Eric Verhaeghe : Il y a plusieurs niveaux de compréhension de cette prime pour en éclairer le contexte. Le premier niveau est, disons, littéral: la mise en place du prélèvement à la source est effectivement une opération délicate, et le ministre peut considérer que ses fonctionnaires répondent utilement présents au défi qui est lancé. Il veut les récompenser. Un deuxième niveau s'explique par le fait que les mesures décidées par Emmanuel Macron au profit des Gilets Jaunes, après un samedi ultra-violent, n'ont pas concerné les fonctionnaires. Pour ménager la très grande susceptibilité de ceux-ci, il faut donc arrondir les angles et, partout où cela est possible, faire des gestes pour apaiser les tensions et les frustrations. Un troisième niveau tient à la façon dont le prélèvement à la source a été préparé. Les syndicats l'ont souligné: la direction générale des finances publiques n'a pas misé sur la communication interne, et le pilotage s'est révélé très vertical. Dans un climat d'agitation, les fonctionnaires des impôts sont donc devenues une population à risque, et les 200 euros de primes visent aussi à faire oublier les manquements du management public dans cette opération. Mais, vous avez raison, de nombreux salariés du secteur privé sont régulièrement, parfois une fois par an, sommés de mettre en place des révolutions dans les procédures internes, et il ne viendrait à l'esprit d'aucun manager de leur verser une prime aussi égalitaire pour les remercier d'avoir simplement fait leur travail. De ce point de vue, on nourrit bien la perception, dans l'opinion publique, d'un deux poids deux mesures. Surtout que, dans cette opération, la mise en place du prélèvement à la source vise à transférer sur les employeurs privés la charge de la collecte de l'impôt. C'est un comble de récompenser les fonctionnaires qui se débarrassent de leur travail, au lieu de récompenser ceux qui seront chargés de le faire à leur place.  

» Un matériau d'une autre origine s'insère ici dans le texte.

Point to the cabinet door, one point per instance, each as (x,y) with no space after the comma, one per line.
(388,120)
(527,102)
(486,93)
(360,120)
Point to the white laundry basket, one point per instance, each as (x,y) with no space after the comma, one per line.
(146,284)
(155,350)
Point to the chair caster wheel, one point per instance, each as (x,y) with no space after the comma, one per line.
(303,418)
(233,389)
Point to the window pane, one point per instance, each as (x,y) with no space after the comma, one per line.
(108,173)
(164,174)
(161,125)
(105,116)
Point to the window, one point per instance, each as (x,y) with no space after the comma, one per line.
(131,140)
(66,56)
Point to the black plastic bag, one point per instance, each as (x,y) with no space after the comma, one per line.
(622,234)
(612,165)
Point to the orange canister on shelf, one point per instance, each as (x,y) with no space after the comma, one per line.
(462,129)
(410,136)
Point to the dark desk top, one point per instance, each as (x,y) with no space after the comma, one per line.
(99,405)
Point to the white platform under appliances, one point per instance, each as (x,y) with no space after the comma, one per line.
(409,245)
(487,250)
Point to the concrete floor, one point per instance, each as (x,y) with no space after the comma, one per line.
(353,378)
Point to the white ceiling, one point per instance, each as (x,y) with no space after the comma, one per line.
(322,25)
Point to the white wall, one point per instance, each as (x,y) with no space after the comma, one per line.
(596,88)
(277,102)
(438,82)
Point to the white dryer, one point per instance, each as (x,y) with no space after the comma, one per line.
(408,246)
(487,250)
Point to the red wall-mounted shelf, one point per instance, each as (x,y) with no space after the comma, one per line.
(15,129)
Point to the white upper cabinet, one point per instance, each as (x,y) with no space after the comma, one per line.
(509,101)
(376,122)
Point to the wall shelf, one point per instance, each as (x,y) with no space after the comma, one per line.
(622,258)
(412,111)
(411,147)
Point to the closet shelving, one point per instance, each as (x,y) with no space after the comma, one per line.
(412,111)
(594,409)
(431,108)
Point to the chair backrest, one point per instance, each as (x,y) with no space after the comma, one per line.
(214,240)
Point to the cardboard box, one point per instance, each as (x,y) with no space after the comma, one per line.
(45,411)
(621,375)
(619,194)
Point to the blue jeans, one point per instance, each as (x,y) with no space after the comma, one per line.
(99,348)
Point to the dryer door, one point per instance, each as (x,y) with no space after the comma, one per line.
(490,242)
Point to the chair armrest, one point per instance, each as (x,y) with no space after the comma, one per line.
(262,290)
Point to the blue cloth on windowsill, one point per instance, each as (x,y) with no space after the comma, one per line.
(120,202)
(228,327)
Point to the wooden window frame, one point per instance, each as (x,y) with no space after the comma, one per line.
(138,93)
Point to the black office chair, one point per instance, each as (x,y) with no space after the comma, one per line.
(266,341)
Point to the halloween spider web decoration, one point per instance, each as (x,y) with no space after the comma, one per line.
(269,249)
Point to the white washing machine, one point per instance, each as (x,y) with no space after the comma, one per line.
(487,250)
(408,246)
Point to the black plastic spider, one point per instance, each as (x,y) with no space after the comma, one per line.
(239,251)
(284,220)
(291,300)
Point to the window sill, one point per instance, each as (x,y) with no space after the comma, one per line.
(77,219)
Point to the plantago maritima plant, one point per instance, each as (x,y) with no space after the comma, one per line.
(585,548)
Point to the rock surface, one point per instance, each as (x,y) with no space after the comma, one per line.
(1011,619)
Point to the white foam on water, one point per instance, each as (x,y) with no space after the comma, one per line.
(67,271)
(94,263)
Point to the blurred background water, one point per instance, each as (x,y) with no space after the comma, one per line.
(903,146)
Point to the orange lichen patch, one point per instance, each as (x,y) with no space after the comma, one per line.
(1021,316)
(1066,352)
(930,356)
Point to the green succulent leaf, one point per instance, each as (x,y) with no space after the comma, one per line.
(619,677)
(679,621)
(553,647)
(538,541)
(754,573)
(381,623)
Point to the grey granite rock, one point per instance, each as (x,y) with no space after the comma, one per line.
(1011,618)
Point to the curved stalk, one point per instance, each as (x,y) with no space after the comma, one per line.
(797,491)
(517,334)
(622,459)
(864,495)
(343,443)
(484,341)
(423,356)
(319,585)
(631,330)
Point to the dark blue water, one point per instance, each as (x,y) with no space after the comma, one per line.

Cette prime ne contraste-t-elle pas avec la demande du gouvernement aux experts comptables de ne pas augmenter le prix de la fiche de paie ? 

Oui, bien sûr. On retombe sur tous les excès du management public, qui sont aujourd'hui insupportables et qui vaudront tôt ou tard un retour de bâton aux hauts fonctionnaires, et singulièrement à l'élite de Bercy. Ceux-ci sont en effet pleins de morgue lorsqu'il s'agit de demander aux autres, et spécialement aux employeurs privés, de faire des efforts nouveaux pour concourir à des politiques publiques qui ne les concernent pas. Mais ils trouvent, dans le même temps, tout à fait normal de s'appliquer à eux-mêmes des mesures favorables qu'ils critiquent chez les autres. On parle de la fiche de paie, qui ne devait pas être "majorée" par les expert-comptables alors que ceux-ci jouent désormais un rôle décisif dans la collecte de l'impôt sur le revenu des personnes physiques. Mais on pourrait parler de la transparence sur les rémunérations, qui est significative dans les entreprises réglementées, et inexistantes dans le service public. Les fonctionnaires sont pourtant payés avec l'argent des impôts. Pourquoi connaît-on (en principe, il est vrai, mais c'est déjà ça), le salaire d'un Carlos Ghosn ou d'un grand patron, et pourquoi ne sait-on rien du salaire du directeur général des finances publiques, qui emploie tout de même 110.000 fonctionnaires. Ce serait pourtant intéressant de savoir comment coûte ce personnage au contribuable. Mais la même chose peut être dite sur une quantité phénoménale de règles imposées aux entreprises par les grandes administrations, mais dont les grandes administrations s'affranchissent allègrement. 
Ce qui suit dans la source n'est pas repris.